Светлана Корчагина-Кирмасова
     День на заставе начался тихо и размеренно, как обычно – с зарядки. Молодые рослые ребята усердно отжимались на спортплощадке во главе с командиром – Эдуардом Петровичем Хоботкиным. Рядом с ним кряхтел его единственный семилетний сын. Упражнение ему явно не удавалось. Это мальчишку всегда удручало больше, чем довольно странное его имя – Вилька. А всё мама: учитель, филолог, знаток зарубежной литературы и страстная поклонница Вильяма Шекспира. О чём думали родители, когда называли так отпрыска, сам отпрыск не ведал, да и почти не комплексовал по поводу своего звучного, так говорила мама, имени. А что?! Даже красиво: Вильям Эдуардович Хоботкин. Это как море – волна, шторм, ураган. Но об этом он узнает позже, когда осенью пойдёт в школу.
     Ничто не предвещало изменения жизненного распорядка заставы, если бы не взволнованный голос вбежавшего на стадион воспитателя «детского сада», рядового Григория Романова.
- Началось, товарищ майор!
     Все разом остановились и зашумели.
- Продолжать занятия, за старшего – сержант Пантелеев, - сказал командир и последовал за солдатом.
     За ними увязался Вилька, но отец остановил его:
- Вечером посмотришь, - отрезал Эдуард Петрович.
     Всё дело в том, что на заставе щенилась служебно-поисковая собака, восточно-европейская овчарка – Тревога. Все ждали этого с нетерпением. Щенят – солдаты-кинологи, Тревогу – пограничники. С такой собакой не служба, а сплошная радость. Она была настоящим пограничником и стояла на довольствии, как и все её собратья – Рекс, Палтус, Динка и Шорох. Но любили её: за ум, находчивость и понимание обстановки. У многих было сомнение: собака ли она вообще? Стоит вспомнить, лишь, пожар на конюшне.
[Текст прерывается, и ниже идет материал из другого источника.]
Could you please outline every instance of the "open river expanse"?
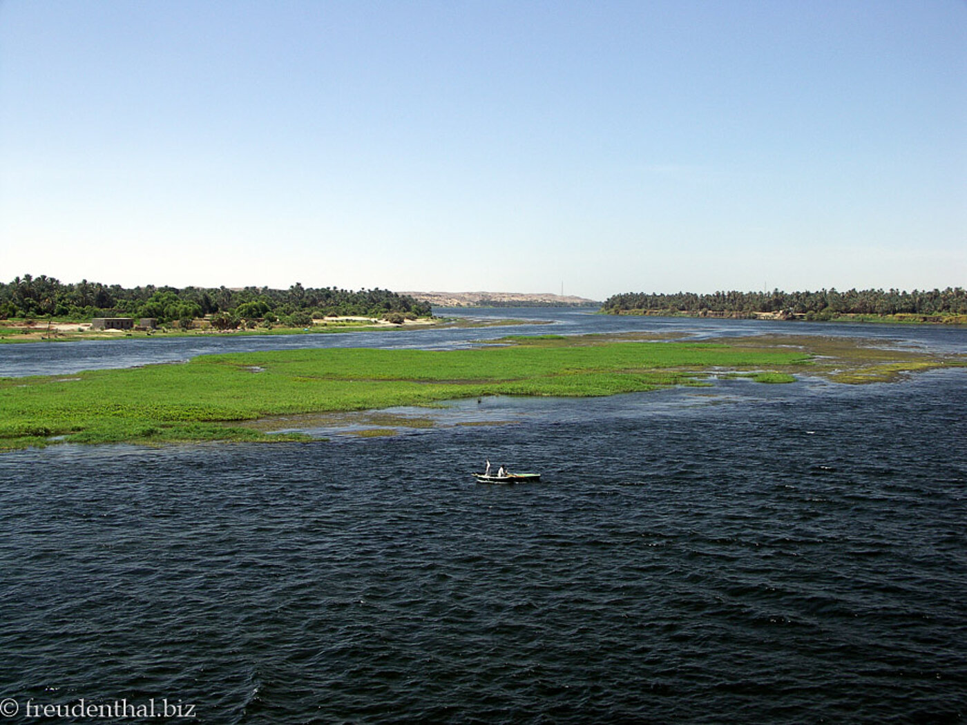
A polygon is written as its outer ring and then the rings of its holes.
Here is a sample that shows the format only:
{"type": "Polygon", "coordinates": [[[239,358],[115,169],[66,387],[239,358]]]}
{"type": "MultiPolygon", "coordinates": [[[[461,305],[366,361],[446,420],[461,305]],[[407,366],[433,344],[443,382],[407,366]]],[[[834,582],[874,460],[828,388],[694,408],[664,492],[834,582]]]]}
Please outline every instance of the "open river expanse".
{"type": "MultiPolygon", "coordinates": [[[[553,324],[7,344],[0,375],[509,332],[967,352],[962,328],[464,314],[553,324]]],[[[432,415],[394,437],[0,454],[0,722],[98,721],[80,704],[107,722],[967,719],[967,370],[432,415]],[[542,480],[476,483],[485,457],[542,480]]]]}

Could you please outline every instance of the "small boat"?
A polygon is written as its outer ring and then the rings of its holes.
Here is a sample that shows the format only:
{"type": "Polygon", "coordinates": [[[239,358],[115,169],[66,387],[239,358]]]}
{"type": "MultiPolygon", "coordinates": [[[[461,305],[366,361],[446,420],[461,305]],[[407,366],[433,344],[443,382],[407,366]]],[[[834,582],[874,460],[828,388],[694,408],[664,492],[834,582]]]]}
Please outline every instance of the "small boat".
{"type": "Polygon", "coordinates": [[[474,474],[480,483],[524,483],[529,480],[541,480],[541,474],[474,474]]]}

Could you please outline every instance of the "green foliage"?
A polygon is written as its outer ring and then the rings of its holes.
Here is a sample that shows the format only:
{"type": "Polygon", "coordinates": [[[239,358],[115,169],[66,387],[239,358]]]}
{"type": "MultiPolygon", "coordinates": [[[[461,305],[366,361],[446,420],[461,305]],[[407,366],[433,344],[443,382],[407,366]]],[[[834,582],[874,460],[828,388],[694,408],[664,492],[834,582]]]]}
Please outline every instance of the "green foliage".
{"type": "Polygon", "coordinates": [[[696,295],[679,292],[674,295],[628,293],[614,295],[604,301],[605,312],[702,312],[751,313],[788,311],[805,314],[810,320],[830,320],[840,314],[893,315],[967,314],[967,290],[948,287],[944,290],[914,290],[901,292],[891,289],[867,289],[837,292],[835,289],[817,292],[716,292],[696,295]]]}
{"type": "Polygon", "coordinates": [[[0,380],[0,448],[263,440],[230,425],[270,415],[429,405],[487,394],[610,395],[694,384],[708,366],[787,366],[789,349],[623,342],[486,349],[313,349],[203,356],[181,364],[0,380]]]}
{"type": "Polygon", "coordinates": [[[51,314],[72,320],[91,317],[155,317],[161,322],[185,320],[189,314],[201,317],[229,312],[236,318],[269,318],[293,312],[325,315],[380,317],[388,312],[427,316],[430,306],[412,297],[381,289],[351,292],[336,287],[313,289],[296,283],[287,290],[268,287],[133,287],[126,289],[86,279],[64,284],[44,275],[24,275],[9,284],[0,283],[0,318],[46,317],[51,314]]]}

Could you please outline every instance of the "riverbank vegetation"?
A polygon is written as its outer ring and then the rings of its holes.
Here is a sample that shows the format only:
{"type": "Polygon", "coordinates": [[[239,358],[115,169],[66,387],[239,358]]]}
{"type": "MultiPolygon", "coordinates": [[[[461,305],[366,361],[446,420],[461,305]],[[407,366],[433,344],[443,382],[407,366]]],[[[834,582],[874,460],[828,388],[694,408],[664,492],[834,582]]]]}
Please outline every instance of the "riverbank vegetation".
{"type": "Polygon", "coordinates": [[[949,364],[964,364],[963,356],[940,359],[809,338],[695,343],[642,335],[517,338],[447,351],[210,355],[178,364],[2,379],[0,448],[57,441],[300,440],[299,433],[270,435],[249,422],[496,394],[611,395],[703,385],[713,374],[781,383],[797,374],[848,372],[853,377],[843,382],[868,382],[949,364]],[[884,377],[876,376],[878,367],[884,377]]]}
{"type": "Polygon", "coordinates": [[[207,317],[220,329],[248,323],[303,327],[313,318],[362,316],[401,322],[427,317],[430,305],[389,290],[352,292],[336,287],[303,287],[296,282],[287,290],[269,287],[144,287],[88,282],[65,284],[44,275],[0,282],[0,319],[56,317],[76,322],[93,317],[148,317],[159,324],[181,323],[190,327],[207,317]]]}
{"type": "Polygon", "coordinates": [[[855,322],[946,322],[967,324],[967,290],[901,292],[891,289],[817,292],[716,292],[696,295],[629,293],[604,301],[611,314],[688,314],[716,317],[756,317],[771,314],[783,319],[855,322]]]}

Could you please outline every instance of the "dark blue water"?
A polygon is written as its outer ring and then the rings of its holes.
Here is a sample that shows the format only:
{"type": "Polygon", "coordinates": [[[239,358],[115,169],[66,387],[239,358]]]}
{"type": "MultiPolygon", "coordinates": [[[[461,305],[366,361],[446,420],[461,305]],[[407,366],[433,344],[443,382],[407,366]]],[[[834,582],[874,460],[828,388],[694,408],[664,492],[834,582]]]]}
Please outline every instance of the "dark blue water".
{"type": "Polygon", "coordinates": [[[948,370],[3,454],[0,701],[12,722],[81,699],[205,723],[962,722],[965,410],[948,370]],[[504,424],[460,424],[482,420],[504,424]],[[475,483],[484,456],[543,479],[475,483]]]}

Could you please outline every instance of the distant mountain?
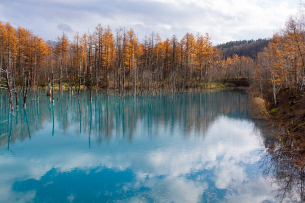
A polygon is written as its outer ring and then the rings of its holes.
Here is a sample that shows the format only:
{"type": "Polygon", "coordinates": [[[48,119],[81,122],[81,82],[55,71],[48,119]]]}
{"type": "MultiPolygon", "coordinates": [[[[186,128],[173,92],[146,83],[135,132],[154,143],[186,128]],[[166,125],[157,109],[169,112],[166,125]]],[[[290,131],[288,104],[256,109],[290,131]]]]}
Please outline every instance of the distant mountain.
{"type": "Polygon", "coordinates": [[[269,39],[232,41],[217,45],[216,47],[222,51],[225,59],[234,54],[249,56],[252,59],[255,59],[257,53],[263,51],[264,48],[268,46],[270,41],[269,39]]]}

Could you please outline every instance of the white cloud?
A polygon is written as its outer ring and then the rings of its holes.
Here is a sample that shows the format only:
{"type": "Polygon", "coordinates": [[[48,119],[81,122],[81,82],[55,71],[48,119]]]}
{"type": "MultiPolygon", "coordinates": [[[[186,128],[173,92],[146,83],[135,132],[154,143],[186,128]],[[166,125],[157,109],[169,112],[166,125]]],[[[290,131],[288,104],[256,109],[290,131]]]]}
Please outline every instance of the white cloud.
{"type": "MultiPolygon", "coordinates": [[[[93,31],[98,23],[114,30],[136,29],[142,39],[154,31],[162,40],[175,34],[210,33],[214,44],[229,40],[271,37],[298,10],[299,0],[27,0],[15,4],[0,2],[0,17],[13,25],[32,30],[46,39],[60,33],[64,23],[81,33],[93,31]],[[139,27],[137,25],[142,25],[139,27]]],[[[73,34],[69,33],[72,39],[73,34]]]]}

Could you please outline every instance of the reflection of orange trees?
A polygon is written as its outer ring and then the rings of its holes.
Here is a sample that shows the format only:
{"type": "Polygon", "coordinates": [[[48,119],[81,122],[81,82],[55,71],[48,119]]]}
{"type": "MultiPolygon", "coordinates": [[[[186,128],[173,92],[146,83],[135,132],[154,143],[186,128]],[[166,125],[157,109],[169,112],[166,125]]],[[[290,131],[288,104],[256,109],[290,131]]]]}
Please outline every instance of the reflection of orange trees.
{"type": "Polygon", "coordinates": [[[207,92],[172,98],[127,96],[123,100],[113,95],[108,102],[104,94],[93,94],[91,102],[88,97],[83,95],[77,99],[61,94],[54,108],[48,98],[41,97],[38,105],[29,99],[31,102],[26,112],[21,109],[16,114],[10,114],[9,121],[7,117],[9,109],[4,108],[5,111],[1,114],[3,121],[0,130],[4,135],[1,137],[1,145],[7,144],[9,133],[13,139],[9,144],[13,144],[18,139],[32,136],[45,127],[44,124],[53,125],[53,112],[54,136],[59,130],[64,134],[85,135],[90,141],[95,139],[101,143],[113,138],[132,141],[137,130],[152,137],[159,134],[158,129],[174,133],[178,128],[179,132],[184,132],[184,136],[200,136],[218,116],[245,118],[248,115],[247,95],[241,91],[207,92]],[[12,125],[11,128],[7,127],[8,124],[12,125]]]}
{"type": "Polygon", "coordinates": [[[41,102],[37,105],[36,100],[31,100],[26,108],[21,108],[12,112],[8,108],[3,107],[7,106],[8,101],[3,97],[2,95],[3,106],[0,113],[1,121],[0,122],[0,146],[1,147],[6,145],[5,147],[8,147],[8,143],[11,145],[18,140],[23,141],[30,139],[36,131],[43,128],[47,120],[51,120],[51,111],[50,109],[48,110],[49,108],[48,102],[41,102]]]}

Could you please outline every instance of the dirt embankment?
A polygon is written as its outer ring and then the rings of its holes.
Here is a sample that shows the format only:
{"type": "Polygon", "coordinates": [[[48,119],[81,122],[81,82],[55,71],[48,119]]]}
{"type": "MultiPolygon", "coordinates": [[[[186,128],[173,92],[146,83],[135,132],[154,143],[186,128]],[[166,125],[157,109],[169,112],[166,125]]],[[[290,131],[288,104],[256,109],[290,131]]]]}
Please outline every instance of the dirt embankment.
{"type": "Polygon", "coordinates": [[[305,155],[305,93],[284,89],[277,95],[276,105],[259,97],[250,100],[254,117],[277,120],[296,141],[295,147],[305,155]]]}

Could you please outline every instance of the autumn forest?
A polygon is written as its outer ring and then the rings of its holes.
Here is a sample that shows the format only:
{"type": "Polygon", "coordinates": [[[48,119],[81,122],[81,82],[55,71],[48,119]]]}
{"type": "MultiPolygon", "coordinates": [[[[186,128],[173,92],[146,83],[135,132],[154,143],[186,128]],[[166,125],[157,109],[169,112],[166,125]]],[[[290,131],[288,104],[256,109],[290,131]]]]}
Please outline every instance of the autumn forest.
{"type": "Polygon", "coordinates": [[[77,33],[73,39],[63,32],[52,43],[28,29],[0,22],[1,90],[7,89],[11,96],[18,88],[25,98],[28,89],[48,86],[50,93],[50,86],[149,96],[247,78],[276,104],[281,88],[304,87],[305,23],[302,12],[290,17],[268,46],[250,58],[224,57],[207,33],[187,33],[180,40],[174,35],[162,41],[153,32],[139,39],[131,28],[114,31],[99,24],[92,33],[77,33]]]}

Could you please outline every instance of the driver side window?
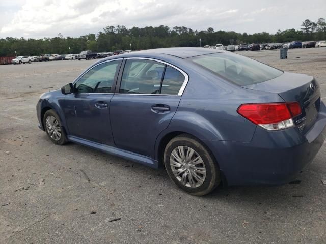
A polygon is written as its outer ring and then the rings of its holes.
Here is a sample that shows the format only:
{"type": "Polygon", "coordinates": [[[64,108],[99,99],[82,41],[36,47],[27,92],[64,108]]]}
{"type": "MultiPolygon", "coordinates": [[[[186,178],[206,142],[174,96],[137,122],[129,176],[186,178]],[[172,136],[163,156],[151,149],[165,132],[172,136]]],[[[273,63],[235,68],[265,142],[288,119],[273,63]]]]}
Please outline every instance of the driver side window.
{"type": "Polygon", "coordinates": [[[78,93],[110,93],[120,60],[98,65],[85,74],[74,84],[78,93]]]}

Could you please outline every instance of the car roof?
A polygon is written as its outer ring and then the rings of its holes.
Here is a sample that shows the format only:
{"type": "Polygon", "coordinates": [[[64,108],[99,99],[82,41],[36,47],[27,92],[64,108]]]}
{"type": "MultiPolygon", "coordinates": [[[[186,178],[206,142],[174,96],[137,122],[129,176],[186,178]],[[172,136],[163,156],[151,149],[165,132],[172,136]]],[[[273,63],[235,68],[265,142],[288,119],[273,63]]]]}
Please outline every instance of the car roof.
{"type": "Polygon", "coordinates": [[[219,52],[225,52],[225,51],[200,47],[170,47],[167,48],[157,48],[155,49],[149,49],[143,51],[128,53],[128,56],[132,57],[133,55],[138,56],[141,54],[161,54],[170,55],[180,58],[187,58],[195,56],[216,53],[219,52]]]}

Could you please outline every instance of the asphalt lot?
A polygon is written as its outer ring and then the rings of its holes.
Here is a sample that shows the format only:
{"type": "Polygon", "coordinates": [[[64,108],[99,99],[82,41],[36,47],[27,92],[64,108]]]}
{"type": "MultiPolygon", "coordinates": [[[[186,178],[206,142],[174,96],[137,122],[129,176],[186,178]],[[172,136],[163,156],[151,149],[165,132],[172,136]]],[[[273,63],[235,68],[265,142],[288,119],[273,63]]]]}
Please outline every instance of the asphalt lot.
{"type": "MultiPolygon", "coordinates": [[[[278,50],[238,53],[314,75],[326,101],[326,48],[282,60],[278,50]]],[[[0,66],[0,243],[326,243],[325,143],[300,184],[205,197],[181,191],[163,169],[53,144],[37,127],[38,99],[94,62],[0,66]]]]}

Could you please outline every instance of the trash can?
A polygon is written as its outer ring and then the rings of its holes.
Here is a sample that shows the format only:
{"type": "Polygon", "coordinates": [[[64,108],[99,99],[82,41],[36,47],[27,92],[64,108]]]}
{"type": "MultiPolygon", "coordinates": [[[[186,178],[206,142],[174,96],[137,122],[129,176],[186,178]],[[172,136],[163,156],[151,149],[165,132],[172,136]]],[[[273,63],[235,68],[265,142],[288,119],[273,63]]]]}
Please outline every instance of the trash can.
{"type": "Polygon", "coordinates": [[[280,56],[281,59],[287,58],[287,48],[280,48],[280,56]]]}

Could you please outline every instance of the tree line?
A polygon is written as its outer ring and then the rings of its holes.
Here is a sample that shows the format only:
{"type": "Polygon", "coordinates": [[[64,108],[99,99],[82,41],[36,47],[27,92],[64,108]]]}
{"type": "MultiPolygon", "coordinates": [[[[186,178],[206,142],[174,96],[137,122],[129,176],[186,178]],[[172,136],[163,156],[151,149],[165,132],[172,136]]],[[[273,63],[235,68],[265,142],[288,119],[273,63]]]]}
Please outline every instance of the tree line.
{"type": "Polygon", "coordinates": [[[276,34],[263,32],[253,34],[233,31],[215,31],[209,27],[205,30],[194,30],[184,26],[160,25],[127,29],[123,25],[107,26],[97,34],[89,34],[79,37],[64,37],[59,33],[52,38],[35,39],[23,37],[7,37],[0,39],[0,56],[36,55],[41,53],[79,53],[84,50],[103,52],[118,49],[148,49],[160,47],[198,47],[240,43],[290,42],[293,40],[314,41],[326,39],[326,20],[316,22],[307,19],[300,29],[279,29],[276,34]],[[130,47],[130,44],[131,44],[130,47]],[[69,47],[70,49],[69,49],[69,47]]]}

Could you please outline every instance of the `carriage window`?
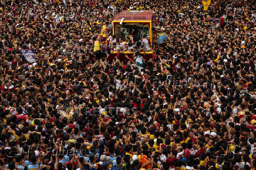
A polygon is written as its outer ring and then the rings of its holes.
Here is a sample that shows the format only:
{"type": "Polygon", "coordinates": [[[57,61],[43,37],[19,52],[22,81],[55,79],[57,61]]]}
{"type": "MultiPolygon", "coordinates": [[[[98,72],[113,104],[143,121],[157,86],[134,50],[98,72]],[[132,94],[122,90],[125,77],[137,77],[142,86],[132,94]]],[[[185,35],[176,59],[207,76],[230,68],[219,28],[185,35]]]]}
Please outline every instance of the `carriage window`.
{"type": "Polygon", "coordinates": [[[116,25],[114,35],[117,39],[122,38],[128,40],[129,35],[136,35],[140,39],[146,36],[150,36],[149,23],[124,23],[123,25],[116,25]]]}

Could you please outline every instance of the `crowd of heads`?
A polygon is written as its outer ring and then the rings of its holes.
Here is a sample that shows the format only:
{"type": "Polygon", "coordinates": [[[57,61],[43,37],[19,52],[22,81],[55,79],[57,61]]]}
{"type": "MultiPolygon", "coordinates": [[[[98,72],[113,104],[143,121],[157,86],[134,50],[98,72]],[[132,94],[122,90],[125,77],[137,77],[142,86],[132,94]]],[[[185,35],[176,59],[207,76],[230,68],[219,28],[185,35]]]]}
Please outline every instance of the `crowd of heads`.
{"type": "Polygon", "coordinates": [[[1,168],[256,168],[256,4],[211,1],[0,1],[1,168]],[[111,42],[124,10],[164,38],[111,42]]]}

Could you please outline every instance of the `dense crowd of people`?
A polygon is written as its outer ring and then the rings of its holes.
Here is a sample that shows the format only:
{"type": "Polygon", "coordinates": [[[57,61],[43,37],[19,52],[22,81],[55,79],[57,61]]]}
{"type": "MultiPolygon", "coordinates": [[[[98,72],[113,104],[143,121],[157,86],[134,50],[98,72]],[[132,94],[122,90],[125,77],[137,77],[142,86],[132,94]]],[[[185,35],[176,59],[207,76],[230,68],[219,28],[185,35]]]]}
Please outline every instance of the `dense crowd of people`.
{"type": "Polygon", "coordinates": [[[211,1],[0,1],[1,169],[254,169],[256,3],[211,1]],[[124,10],[151,57],[107,59],[124,10]]]}

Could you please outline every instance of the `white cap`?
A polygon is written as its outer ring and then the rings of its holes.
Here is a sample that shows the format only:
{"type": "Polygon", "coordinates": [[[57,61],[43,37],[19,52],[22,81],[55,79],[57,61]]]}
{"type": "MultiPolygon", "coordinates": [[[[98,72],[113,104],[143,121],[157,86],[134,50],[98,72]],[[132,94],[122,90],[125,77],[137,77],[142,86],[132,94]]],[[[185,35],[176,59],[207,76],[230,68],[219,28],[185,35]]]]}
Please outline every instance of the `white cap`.
{"type": "Polygon", "coordinates": [[[160,156],[160,159],[161,159],[161,161],[166,162],[167,159],[167,158],[166,158],[166,156],[164,155],[161,155],[160,156]]]}
{"type": "Polygon", "coordinates": [[[120,111],[123,112],[123,113],[126,113],[126,110],[124,108],[122,107],[120,109],[120,111]]]}
{"type": "Polygon", "coordinates": [[[212,135],[212,136],[214,137],[214,138],[215,138],[215,137],[217,137],[217,134],[216,134],[216,133],[214,132],[211,132],[211,135],[212,135]]]}
{"type": "Polygon", "coordinates": [[[132,159],[133,161],[137,160],[137,159],[138,159],[138,156],[137,155],[133,155],[132,159]]]}
{"type": "Polygon", "coordinates": [[[35,155],[36,155],[36,157],[38,157],[38,155],[39,155],[39,154],[40,154],[40,152],[39,152],[39,151],[35,151],[35,155]]]}

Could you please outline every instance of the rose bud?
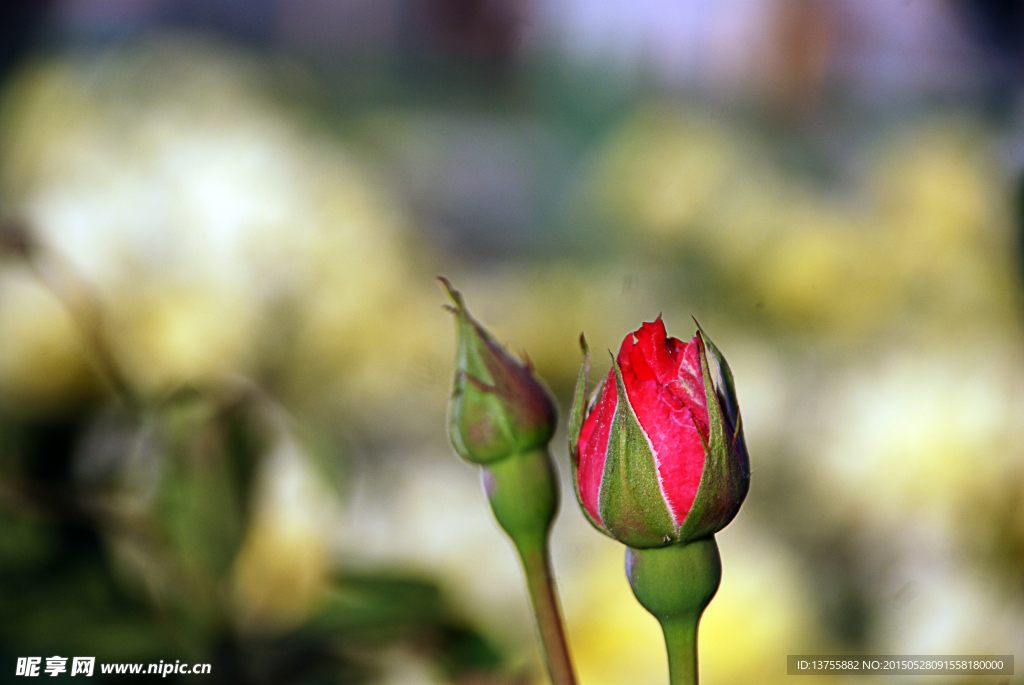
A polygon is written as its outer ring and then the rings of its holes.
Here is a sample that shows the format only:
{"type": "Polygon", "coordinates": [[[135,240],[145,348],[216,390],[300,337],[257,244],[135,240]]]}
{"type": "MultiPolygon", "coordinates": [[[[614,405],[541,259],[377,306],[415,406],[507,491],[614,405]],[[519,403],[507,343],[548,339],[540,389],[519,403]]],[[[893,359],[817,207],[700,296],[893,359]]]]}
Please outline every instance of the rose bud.
{"type": "Polygon", "coordinates": [[[746,496],[750,462],[732,373],[718,348],[699,328],[688,343],[667,338],[658,316],[626,336],[586,408],[586,341],[584,351],[569,453],[590,522],[641,549],[725,527],[746,496]]]}
{"type": "Polygon", "coordinates": [[[444,279],[459,345],[449,402],[449,436],[460,457],[490,464],[509,455],[544,449],[555,431],[551,393],[527,360],[513,357],[466,309],[444,279]]]}

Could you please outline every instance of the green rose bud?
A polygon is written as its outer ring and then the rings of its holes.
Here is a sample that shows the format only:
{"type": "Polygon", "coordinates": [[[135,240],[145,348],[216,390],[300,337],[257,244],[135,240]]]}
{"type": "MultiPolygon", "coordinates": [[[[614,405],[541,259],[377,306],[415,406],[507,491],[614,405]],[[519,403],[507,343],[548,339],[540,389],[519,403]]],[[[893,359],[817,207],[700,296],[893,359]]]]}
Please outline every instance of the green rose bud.
{"type": "Polygon", "coordinates": [[[474,319],[462,294],[438,279],[455,303],[459,345],[449,401],[449,437],[460,457],[493,464],[509,455],[543,449],[557,412],[551,393],[525,363],[474,319]]]}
Тревога так гавкала, что пришлось спустить поводок. И она прямиком в конюшню, если бы ещё минута промедления, сгорели бы лошади, а там и коровник рядом. Остались бы пограничники без средств передвижения и подсобного хозяйства.
     Эдуард Петрович так и сказал на общем построении:
- Выносится благодарность собаке-пограничнику Тревоге за бдительность, а также она награждается суточным пайком мяса.
     Сама Тревога присутствовала там, на зависть всему собачьему коллективу.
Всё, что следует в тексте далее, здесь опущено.